Patrick Artus dringt auf mehr Wachstumspolitik, da wo sie möglich ist, im Sinne eines Strategiewechsels in der Euro-Zone, die aber möglicherweise nicht eingeleitet wird, weshalb er mit einer Fortsetzung der Zinssatzpolitik rechnet. Auf diese Weise werde die Eurokrise nicht beendet. Pascal Lamy fragt, ob der Euro überbewertet sei? Christian de Boissieu fürchtet strukturelle Defizite, wenn der FMI nicht mehr Kompetenzen erhalte, während Jean-Paul Betgbèze die Schlüsselposition der EZB hervorhebt. Will die Euro-Zone überleben, wird man um die Steuerharmonisierung nicht herumkommen, meint Alain Trannoy. Hervé LeBras erinnert an die demographischen Entwicklungen und ihre Auswirkungen in Frankreich und Deutschland. Thierry Weil et Pierre-Noël Giraud plädieren für eine Industriepolitik und erinnern an den > Rapport Gallois.

Europa muss sich auf den Weg in die Zukunft machen und seine Entwicklung aktiver in die Hand nehmen, seine Trümpfe ausnutzen und sich nicht treiben lassen.

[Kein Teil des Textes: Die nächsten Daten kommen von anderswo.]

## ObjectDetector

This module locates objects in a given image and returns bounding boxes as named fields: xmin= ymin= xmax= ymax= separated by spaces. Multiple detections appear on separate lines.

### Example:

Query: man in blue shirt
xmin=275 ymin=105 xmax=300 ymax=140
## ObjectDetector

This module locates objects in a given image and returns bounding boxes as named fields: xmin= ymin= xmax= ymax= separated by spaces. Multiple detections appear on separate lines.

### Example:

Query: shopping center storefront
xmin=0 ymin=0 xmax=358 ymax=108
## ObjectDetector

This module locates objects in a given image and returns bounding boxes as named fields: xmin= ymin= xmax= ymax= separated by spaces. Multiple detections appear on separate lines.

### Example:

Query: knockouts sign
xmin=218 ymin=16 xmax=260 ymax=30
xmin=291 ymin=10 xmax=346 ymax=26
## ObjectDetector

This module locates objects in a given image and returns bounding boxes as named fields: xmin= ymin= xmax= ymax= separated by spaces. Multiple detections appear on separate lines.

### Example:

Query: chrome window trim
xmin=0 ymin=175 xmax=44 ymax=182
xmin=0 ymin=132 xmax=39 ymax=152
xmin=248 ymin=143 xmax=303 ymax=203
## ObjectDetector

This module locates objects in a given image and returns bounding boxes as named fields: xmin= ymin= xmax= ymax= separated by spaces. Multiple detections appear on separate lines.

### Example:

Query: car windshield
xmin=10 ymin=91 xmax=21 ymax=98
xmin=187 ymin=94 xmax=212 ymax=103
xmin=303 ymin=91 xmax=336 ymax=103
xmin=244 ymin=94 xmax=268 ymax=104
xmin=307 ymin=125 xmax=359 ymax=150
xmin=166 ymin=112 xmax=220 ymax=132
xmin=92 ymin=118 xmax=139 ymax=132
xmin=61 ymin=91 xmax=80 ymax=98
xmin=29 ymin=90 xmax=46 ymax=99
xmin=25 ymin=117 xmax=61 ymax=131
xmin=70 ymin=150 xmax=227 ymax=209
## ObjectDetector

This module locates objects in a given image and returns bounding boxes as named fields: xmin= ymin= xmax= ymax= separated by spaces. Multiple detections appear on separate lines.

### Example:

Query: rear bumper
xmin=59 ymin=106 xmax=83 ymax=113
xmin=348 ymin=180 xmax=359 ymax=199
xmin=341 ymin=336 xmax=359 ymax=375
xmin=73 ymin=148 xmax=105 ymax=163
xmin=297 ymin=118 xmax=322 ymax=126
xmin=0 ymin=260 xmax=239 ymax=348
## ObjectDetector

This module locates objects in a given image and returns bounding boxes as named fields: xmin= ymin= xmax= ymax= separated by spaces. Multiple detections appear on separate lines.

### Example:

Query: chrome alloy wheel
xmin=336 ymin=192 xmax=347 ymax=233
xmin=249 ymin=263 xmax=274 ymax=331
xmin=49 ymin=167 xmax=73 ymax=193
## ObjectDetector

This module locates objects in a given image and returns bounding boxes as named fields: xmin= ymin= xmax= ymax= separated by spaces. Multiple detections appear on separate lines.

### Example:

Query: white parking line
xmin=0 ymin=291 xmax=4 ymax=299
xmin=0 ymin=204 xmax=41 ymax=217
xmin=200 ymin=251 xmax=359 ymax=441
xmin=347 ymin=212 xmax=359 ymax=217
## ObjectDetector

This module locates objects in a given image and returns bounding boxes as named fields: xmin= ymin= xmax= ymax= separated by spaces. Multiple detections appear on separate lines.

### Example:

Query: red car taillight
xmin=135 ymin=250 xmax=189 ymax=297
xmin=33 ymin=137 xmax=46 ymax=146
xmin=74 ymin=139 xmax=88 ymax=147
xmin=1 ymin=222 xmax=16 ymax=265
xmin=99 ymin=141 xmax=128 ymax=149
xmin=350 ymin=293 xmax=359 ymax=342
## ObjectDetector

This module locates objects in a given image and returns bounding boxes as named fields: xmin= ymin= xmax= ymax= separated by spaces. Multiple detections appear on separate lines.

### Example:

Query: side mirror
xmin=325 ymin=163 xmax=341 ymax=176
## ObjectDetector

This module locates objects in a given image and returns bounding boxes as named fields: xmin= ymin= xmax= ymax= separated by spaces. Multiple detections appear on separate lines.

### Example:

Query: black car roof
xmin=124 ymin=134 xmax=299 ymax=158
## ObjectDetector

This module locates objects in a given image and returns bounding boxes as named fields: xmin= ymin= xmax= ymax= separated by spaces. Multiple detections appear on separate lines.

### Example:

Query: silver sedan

Unsere Politiker sprechen von Krisen und verwalten Europa, was ihnen aufgrund unserer vielfältigen Ressourcen gut gelingt. Sie formulieren aber keine Visionen, wo die Reise hingehen soll. Diesen Defiziten setzt Philippe Aghion die Herausforderung einer besseren Bildung in den Hochschulen und im Sekundarbereich entgegen. Diese Ausbildungsstätten sind für ihn der entscheidende Wachstumsfaktor. Philippe Trainar ist der Überzeugung, Europa muss wieder lernen, Risiken auf sich zu nehmen. Jean-Louis Georgelin erinnert an die Notwendigkeit einer koordinierten Verteidigungspolitik in Europa. Aber bisher zögern die Nationen, Souveränitätsrechte abzugeben. Die Globalisierung stellt Europa vor neue Aufgaben, die es mit der aktuellen Situation nicht beantworten kann, zugleich profitiert Europa immer noch vom Atlantischen Bündnis. Auch Hubert Védrine wendet sich mit Nachdruck gegn die Unterbewertung einer einheitlichen europäischen Außenpolitik. Eine entscheidende Perspektive für den in diesem Band geforderten Aufbruch Europas sehen Jacques Mistral und > Henrik Uterwedde im deutsch-französischen Einverständnis. Sie beschreiben in Ihrem Beitrag die gemeinsamen Iinteressen der beiden Staaten wie auch ihre unterschiedlichen Wirtschaftsvorstellungen. Zugleich skizzieren sie auch, wie beide Staaten sich annähern werden: Präsident Hollande unternimmt alles, um das Gleichgewicht der öffentlichen Finanzen wiederzuerlangen, wobei die beiden Autoren sich nicht sicher sind, ob die französischen Anstrengungen in Berlin wirklich verstanden werden. Ihr Urteil über die Maßnahmen der Regierung in Paris führt sie zu der Forderung, dass es jetzt an der Zeit sei, den deutsch-französischen Motor wieder zu starten. (Vgl. S. 230) Kemal Dervis blickt auf die Wahlen zum Eurpopaparlament im Mai 2014: “Gérer la Grande Europe.” Pierre Jaquet (“Renouer avec la ‘grande politique'”) setzte sich für einen Ausgleich zwischen nationalen und internationalen Zielen ein.